1

PreparedPrepared ByBy Baderdeen J AlsabaBaderdeen J Alsaba

Supervised BySupervised By

Dr. Sana’a Wafa Al-Sayegh

University of Palestine College of Information Technology

Security System Standards Specification

Contact: uk_81@hotmail.com

2

Agenda Introduction

Definition

Provide adequate protection

First dimension: the security of information - Plenary Session

Phase I Evaluation:

Phase II Design: Phase III implementation:

Phase IV Control:

Second dimension : the security of information - building blocks

I- construction unit: regulations

II-Unit construction Education

III - Building security

3

Agenda

Third dimension : the security of information - valuable property

Persons:- Data:-

Infrastructure for the Information Technology

Equipment:- Networks :- Operating Systems :- Applications:-

References:-References:-

4

Introduction And the use of the term systems Security and was previously used old

methods of the birth of information technology, but found common use, but the actual scope of the activities in the processing and transfer of data by means of computing and communication - specifically the Internet   - Occupied the research and studies security systems are in the broad area of development among the various information technology research, and perhaps even becoming one of the concerns felt by the different actors. - As well as the goal of legislative measures in this field, ensure the availability of the following elements for information

5

Definition System security Is the science that looks at the theories and

strategies to provide protection system of the risks and activities that threaten to attack them

In terms of technology, the means and tools and procedures to be provided to ensure the protection of the system of internal and external threats.

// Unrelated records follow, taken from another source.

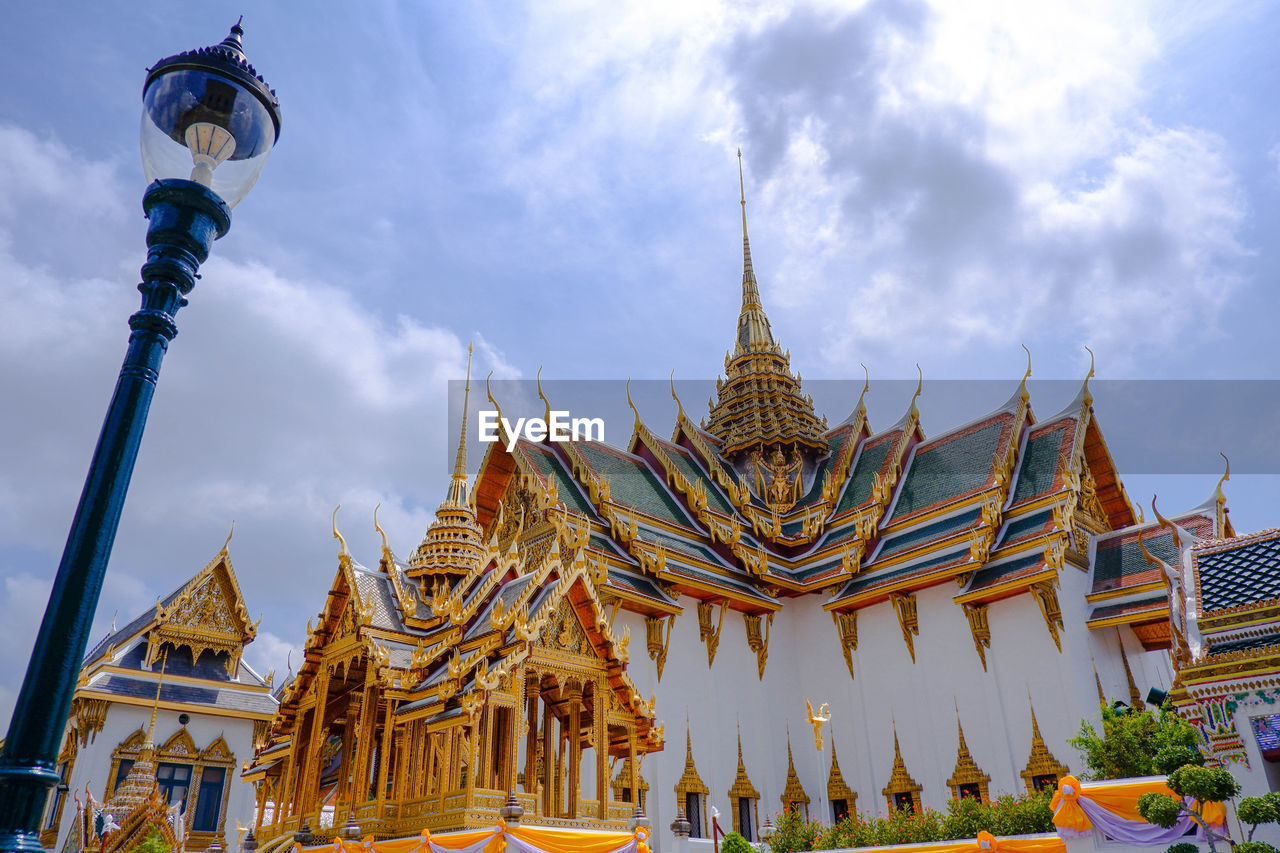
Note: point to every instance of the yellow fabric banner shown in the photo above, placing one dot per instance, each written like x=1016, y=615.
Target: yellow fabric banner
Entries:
x=1120, y=798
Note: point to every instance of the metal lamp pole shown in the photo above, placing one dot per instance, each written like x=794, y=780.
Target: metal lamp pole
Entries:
x=209, y=114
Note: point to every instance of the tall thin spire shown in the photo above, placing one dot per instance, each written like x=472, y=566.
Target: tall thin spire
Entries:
x=753, y=325
x=458, y=484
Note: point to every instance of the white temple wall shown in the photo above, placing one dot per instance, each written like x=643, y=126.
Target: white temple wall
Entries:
x=805, y=661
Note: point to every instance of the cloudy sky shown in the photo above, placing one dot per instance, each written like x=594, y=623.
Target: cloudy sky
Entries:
x=932, y=183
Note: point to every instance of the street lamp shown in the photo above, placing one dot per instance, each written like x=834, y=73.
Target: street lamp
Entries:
x=208, y=126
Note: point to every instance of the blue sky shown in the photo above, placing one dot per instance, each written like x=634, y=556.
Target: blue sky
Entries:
x=932, y=183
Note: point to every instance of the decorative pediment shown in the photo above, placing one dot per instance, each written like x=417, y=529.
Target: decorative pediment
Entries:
x=206, y=615
x=218, y=751
x=903, y=790
x=967, y=779
x=837, y=788
x=1042, y=766
x=179, y=746
x=792, y=792
x=565, y=632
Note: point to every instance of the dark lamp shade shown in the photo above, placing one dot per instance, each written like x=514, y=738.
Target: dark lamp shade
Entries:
x=208, y=127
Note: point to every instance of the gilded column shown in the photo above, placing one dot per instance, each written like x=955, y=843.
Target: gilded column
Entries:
x=531, y=690
x=634, y=763
x=575, y=749
x=261, y=807
x=284, y=793
x=310, y=783
x=548, y=760
x=385, y=760
x=602, y=752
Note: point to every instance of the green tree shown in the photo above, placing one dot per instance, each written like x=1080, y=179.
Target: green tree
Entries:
x=1137, y=743
x=1202, y=785
x=152, y=843
x=1258, y=810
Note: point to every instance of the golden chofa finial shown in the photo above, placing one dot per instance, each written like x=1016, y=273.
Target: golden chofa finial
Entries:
x=919, y=387
x=547, y=404
x=1088, y=395
x=634, y=410
x=680, y=406
x=342, y=543
x=1219, y=496
x=1022, y=388
x=387, y=548
x=1164, y=521
x=867, y=386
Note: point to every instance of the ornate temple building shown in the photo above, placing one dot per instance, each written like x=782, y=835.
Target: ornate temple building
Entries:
x=586, y=630
x=161, y=721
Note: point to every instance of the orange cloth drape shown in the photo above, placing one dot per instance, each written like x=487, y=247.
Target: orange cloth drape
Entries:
x=1120, y=798
x=553, y=840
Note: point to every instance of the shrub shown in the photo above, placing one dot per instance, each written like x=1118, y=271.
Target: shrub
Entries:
x=1260, y=810
x=963, y=819
x=1255, y=847
x=1137, y=743
x=1202, y=785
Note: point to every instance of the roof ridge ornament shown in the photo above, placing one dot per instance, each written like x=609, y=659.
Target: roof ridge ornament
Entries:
x=1022, y=388
x=342, y=543
x=919, y=386
x=547, y=404
x=753, y=325
x=232, y=532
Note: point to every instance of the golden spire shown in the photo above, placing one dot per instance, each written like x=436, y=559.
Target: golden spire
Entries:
x=452, y=543
x=759, y=404
x=136, y=789
x=753, y=325
x=458, y=483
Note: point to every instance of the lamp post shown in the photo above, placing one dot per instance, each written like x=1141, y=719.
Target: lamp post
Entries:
x=208, y=126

From a legal perspective, the purpose of legislation to protect the system from illicit activities and illegal targeting of information and systems (computer crimes and Internet piracy)

6

Provide adequate protection 1 - CONFIDENTIALITY:-

secret or reliability Means to make sure that information does not reveal not disclosed by unauthorized people.

2 - INTEGRITY:- To make sure that the true content of the

information has not been modified or tampered with in particular.

7

Provide adequate protection

3 - AVAILABILITY:-

To ensure the continued operation of information system and the continued ability to interact with the.

4 - Non-repudiation:- It is intended to ensure that deny the person who is related to the disposal of their information or deny that it was he who did this act

8

First dimension:

the security of information - Plenary Session

Phase I: Evaluation: Each facility must assess the risks that watching

them, to learn accurate knowledge of their environment, and has the ability to classify data in

terms of sensitivity and importance.

Why protect? (What is the mission property?) What is? (What are the risks?) How safeguard? (What are the mechanisms?)

9

Phase II

Design

Assuming that the security chain, the chain measured by the most vulnerable of a link. Therefore, the use of the latest networking barriers Firewalls or even intrusion detection systems (Intrusion Detection Systems) (IDS) does not guarantee full security of the business.

10

Phase III:

implementation: After structural choose the appropriate security (in design),

you will need to implement technical controls you've selected. Perhaps that controls the barrier on the web or intrusion detection system or e-mail server or domain name (DNS).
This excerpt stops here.